Lubovich S., Zaragoza S., Rodríguez V., Buendía J., Camargo Vargas B., Alchundia Moreira J., Galanternik L., Ratto P., Teper A.
INTRODUCTION: Cystic fibrosis patients develop pulmonary exacerbations (PEs) that require intravenous treatment. The objective of this study was to determine the risk factors associated with PEs and establish the percentage of patients who failed to recover their lung function. POPULATION AND METHODS: Observational, retrospective, cohort study. The medical records of cystic fibrosis patients seen at Hospital de Niños Ricardo Gutiérrez in 2013 were reviewed.

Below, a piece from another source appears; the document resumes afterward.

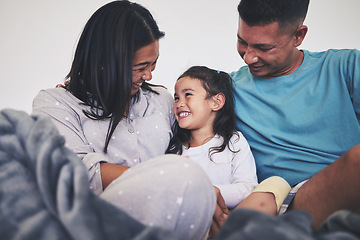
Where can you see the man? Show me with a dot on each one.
(299, 110)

Patients were divided into group 1, with PE (Fuchs criteria), and group 2, without PE. Age, sex, p.F508del mutation, percentage of baseline forced expiratory volume in the first second, baseline body mass index Z-score, chronic Pseudomonas aeruginosa, methicillin-resistant Staphylococcus aureus and Burkholderia cepacia complex colonization (Leeds criteria), percentage of cystic fibrosis-related diabetes, and recovery of baseline forced expiratory volume in the first second were recorded. RESULTS: A total of 117 patients were included. Group 1: 50, group 2: 67 patients. PEs were associated with a lower body mass index Z-score (RR: 1.45; p = 0.002), p.F508del mutation (RR: 3.23; p = 0.05), and chronic Burkholderia cepacia complex (RR: 3.69; p = 0.002), Pseudomonas aeruginosa (RR: 1.89; p = 0.01) and methicillinresistant Staphylococcus aureus colonization (RR: 2.32; p = 0.002). Twenty-four percent of patients failed to recover their lung function. CONCLUSIONS: The presence of the p.F508del mutation, a poor nutritional status, and chronic colonization were the risk factors for exacerbation. A fourth of patients failed to recover their lung function.